Perlakuan istimewa pemerintah Jerman Timur tersebut tak berhenti di situ. Sepak bola juga menjadi salah satu cara pemerintah Jerman Timur memperlakukan kota Rostock dengan spesial. Seperti yang dilakukan kepala Stasi, Erich Mielke terhadap Dynamo Dresden, klub Empor Lauter dari kota Lauter juga dipaksa pindah oleh pemerintah ke Rostock pada musim 1954/55 dan berganti nama menjadi Empor Rostock.

Pada tahun 1965, sebagai bagian dari reorganisasi olahraga Jerman Timur, departemen sepak bola Empor Rostock menjadi departemen mandiri dan bertransformasi menjadi klub sepak bola bernama Hansa Rostock. Klub ini sendiri kemudian menjadi bagian dari sebelas ‘klub fokus’ yang dipersiapkan untuk membentuk tim nasional Jerman Timur. Berada di bawah bayang-bayang klub seperti Dynamo Dresden, Carl-Zeiss Jena, FC Magdeburg, dan (tentunya) Dynamo Berlin, Hansa Rostock baru berhasil menjadi juara di musim terakhir Oberliga, musim 1994/95. Keberhasilan mereka menjadi juara tersebut (dengan Dynamo Dresden sebagai runner-up) membuat mereka (dan Dynamo Dresden) menjadi perwakilan Oberliga di kompetisi Bundesliga pertama pasca peleburan.

Sayangnya, pada masa itu, kota Rostock sudah tak seperti dulu lagi. Runtuhnya Jerman Timur membuat Rostock tak lagi menjadi kota yang spesial. Pekerjaan pun menjadi langka seiring minimnya investasi yang ditanamkan di kota tersebut. Hal ini kemudian ‘diperparah’ dengan masuknya para imigran yang kebanyakan berasal dari Vietnam dan Rumania. Situasi sulit inilah yang kemudian memicu kemunculan para neo-Nazi.
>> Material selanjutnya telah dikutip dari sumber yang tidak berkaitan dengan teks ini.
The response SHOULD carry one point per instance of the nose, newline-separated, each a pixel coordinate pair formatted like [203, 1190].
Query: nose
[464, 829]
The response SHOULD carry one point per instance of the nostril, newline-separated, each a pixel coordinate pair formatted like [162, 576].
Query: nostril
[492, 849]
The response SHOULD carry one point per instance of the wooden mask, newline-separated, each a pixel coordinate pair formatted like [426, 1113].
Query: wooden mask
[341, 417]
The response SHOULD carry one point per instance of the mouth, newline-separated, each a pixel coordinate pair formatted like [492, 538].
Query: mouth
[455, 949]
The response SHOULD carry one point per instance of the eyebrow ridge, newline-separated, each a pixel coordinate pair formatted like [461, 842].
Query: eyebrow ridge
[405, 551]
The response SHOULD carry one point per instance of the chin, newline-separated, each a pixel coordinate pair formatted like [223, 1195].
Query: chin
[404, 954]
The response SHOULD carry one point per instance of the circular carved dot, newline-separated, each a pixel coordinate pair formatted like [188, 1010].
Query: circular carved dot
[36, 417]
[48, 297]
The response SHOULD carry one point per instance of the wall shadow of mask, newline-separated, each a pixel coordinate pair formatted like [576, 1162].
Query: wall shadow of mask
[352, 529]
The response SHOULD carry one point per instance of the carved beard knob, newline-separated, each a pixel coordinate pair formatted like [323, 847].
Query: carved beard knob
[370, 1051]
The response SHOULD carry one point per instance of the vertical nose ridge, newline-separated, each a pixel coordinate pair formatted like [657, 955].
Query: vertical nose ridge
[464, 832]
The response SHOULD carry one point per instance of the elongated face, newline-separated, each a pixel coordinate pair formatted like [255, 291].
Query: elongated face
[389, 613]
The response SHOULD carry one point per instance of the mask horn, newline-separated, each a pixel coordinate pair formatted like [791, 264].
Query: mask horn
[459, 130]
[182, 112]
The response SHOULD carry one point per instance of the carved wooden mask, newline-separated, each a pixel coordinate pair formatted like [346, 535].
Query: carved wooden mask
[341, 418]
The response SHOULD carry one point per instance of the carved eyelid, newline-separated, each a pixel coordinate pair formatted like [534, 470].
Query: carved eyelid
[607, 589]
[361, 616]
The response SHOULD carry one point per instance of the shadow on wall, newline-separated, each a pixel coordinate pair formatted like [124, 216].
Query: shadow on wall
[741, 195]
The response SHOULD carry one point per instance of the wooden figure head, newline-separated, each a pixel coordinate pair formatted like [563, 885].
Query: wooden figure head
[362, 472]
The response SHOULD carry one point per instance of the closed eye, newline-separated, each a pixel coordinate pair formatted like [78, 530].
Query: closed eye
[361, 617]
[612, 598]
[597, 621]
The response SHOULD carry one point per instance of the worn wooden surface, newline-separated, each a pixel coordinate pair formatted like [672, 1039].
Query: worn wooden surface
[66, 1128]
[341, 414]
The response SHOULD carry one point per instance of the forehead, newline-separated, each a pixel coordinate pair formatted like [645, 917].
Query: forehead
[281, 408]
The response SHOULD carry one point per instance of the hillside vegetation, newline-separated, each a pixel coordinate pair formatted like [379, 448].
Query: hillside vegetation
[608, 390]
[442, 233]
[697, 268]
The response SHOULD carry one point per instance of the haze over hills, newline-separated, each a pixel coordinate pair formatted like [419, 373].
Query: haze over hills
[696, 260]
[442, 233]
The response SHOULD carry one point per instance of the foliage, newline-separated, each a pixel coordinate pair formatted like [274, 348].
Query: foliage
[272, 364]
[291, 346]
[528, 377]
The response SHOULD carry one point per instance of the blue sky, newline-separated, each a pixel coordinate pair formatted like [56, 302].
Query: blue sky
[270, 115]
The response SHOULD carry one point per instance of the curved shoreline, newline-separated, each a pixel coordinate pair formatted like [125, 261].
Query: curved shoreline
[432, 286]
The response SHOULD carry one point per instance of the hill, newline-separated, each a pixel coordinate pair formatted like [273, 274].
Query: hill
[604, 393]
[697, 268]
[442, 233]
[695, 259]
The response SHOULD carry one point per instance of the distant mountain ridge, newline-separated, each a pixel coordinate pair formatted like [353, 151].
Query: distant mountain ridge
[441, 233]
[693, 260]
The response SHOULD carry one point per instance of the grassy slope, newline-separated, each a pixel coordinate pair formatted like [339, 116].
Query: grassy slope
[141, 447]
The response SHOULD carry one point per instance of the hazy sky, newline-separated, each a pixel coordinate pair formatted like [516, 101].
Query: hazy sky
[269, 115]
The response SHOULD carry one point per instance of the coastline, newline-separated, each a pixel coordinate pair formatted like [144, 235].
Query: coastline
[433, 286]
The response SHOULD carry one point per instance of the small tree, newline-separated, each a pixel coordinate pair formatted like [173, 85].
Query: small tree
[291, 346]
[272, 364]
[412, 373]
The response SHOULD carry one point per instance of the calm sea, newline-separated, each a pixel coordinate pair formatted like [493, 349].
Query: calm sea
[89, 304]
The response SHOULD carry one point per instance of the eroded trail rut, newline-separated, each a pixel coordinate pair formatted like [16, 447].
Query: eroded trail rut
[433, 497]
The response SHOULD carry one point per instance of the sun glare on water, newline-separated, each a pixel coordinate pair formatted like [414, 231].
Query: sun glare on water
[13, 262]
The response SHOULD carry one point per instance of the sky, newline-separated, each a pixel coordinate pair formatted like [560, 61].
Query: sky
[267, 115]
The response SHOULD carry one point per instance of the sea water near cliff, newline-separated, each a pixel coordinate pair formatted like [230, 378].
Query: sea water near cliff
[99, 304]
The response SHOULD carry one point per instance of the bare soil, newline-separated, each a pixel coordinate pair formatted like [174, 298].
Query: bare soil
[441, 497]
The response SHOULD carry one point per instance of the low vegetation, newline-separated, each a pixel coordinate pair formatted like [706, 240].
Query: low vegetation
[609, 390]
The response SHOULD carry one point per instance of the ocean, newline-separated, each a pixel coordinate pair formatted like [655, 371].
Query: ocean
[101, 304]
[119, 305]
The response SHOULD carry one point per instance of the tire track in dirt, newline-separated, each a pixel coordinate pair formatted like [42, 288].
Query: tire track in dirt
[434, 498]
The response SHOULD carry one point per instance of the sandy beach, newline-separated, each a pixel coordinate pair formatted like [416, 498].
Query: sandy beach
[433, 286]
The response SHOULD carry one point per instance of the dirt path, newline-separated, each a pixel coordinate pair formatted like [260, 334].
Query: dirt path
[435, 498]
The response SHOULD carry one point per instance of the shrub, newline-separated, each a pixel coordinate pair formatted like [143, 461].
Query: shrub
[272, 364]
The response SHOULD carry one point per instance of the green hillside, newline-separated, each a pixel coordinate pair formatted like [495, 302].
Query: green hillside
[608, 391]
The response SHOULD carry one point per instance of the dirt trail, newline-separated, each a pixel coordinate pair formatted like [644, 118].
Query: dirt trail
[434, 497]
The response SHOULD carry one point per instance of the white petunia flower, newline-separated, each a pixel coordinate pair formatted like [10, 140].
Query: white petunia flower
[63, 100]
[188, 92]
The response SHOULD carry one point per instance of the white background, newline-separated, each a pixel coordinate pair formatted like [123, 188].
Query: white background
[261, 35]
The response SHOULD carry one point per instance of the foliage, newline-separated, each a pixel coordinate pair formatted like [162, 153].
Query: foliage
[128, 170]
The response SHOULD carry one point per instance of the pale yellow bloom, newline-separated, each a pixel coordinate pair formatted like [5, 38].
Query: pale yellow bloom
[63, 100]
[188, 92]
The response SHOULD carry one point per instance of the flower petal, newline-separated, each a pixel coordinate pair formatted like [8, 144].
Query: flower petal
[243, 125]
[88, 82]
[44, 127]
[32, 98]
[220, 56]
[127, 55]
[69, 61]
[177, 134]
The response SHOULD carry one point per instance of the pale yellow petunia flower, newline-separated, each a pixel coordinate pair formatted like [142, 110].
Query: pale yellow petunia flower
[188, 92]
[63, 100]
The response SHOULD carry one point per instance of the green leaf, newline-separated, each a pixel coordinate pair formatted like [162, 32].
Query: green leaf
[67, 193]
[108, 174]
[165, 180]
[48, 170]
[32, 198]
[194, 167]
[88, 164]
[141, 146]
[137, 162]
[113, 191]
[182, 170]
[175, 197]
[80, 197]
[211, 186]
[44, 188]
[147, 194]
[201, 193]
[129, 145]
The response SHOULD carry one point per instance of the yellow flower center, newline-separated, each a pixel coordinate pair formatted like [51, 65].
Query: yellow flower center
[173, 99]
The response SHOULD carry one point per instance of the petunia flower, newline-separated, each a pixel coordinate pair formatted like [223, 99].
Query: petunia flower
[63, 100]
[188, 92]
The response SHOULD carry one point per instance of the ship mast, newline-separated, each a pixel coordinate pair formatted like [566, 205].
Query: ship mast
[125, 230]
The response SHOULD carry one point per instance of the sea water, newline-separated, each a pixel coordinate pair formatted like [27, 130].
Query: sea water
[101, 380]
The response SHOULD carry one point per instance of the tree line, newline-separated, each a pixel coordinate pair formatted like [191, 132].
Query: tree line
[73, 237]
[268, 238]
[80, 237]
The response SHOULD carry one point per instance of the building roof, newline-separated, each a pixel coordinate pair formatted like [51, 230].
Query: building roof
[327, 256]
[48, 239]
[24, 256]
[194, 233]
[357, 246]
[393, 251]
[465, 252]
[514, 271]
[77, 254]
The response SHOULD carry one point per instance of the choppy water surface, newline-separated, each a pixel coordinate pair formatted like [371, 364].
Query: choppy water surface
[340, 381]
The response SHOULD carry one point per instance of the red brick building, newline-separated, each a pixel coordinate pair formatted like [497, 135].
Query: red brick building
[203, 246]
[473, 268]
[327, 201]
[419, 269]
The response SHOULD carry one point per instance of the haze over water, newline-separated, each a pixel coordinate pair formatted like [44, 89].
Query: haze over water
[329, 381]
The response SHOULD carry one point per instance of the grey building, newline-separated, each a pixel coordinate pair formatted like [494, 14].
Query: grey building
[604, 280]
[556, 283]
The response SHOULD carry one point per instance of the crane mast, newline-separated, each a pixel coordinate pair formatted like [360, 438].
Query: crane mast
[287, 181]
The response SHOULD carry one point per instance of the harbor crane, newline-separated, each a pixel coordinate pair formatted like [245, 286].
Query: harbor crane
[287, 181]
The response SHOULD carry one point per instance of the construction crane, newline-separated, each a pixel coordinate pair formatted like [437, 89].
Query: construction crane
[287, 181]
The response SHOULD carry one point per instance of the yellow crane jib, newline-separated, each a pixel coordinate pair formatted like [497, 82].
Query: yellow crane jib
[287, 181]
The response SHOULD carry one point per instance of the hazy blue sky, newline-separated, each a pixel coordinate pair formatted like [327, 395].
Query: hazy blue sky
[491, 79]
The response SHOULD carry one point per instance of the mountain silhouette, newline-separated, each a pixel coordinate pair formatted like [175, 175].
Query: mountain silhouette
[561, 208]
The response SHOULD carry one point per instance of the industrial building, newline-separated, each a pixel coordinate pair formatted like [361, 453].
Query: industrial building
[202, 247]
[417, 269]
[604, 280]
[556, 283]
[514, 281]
Musim 2008/09, Hansa Rostock untuk pertama kalinya berjumpa dengan St. Pauli. Pada pertemuan tersebut, sepuluh orang harus dilarikan ke rumah sakit usai bentrokan yang tak kunjung berhenti sejak pertama kali fans St. Pauli menginjakkan kaki di Rostock. Laga sendiri dimenangi St. Pauli dengan skor 2-0, dan untuk mengetahui kira-kira seperti apa suasana kota Rostock pada hari itu, simak video di bawah ini:

Tak berlebihan bukan bila dinamai The Fear Derby?

Komentar

This website uses cookies.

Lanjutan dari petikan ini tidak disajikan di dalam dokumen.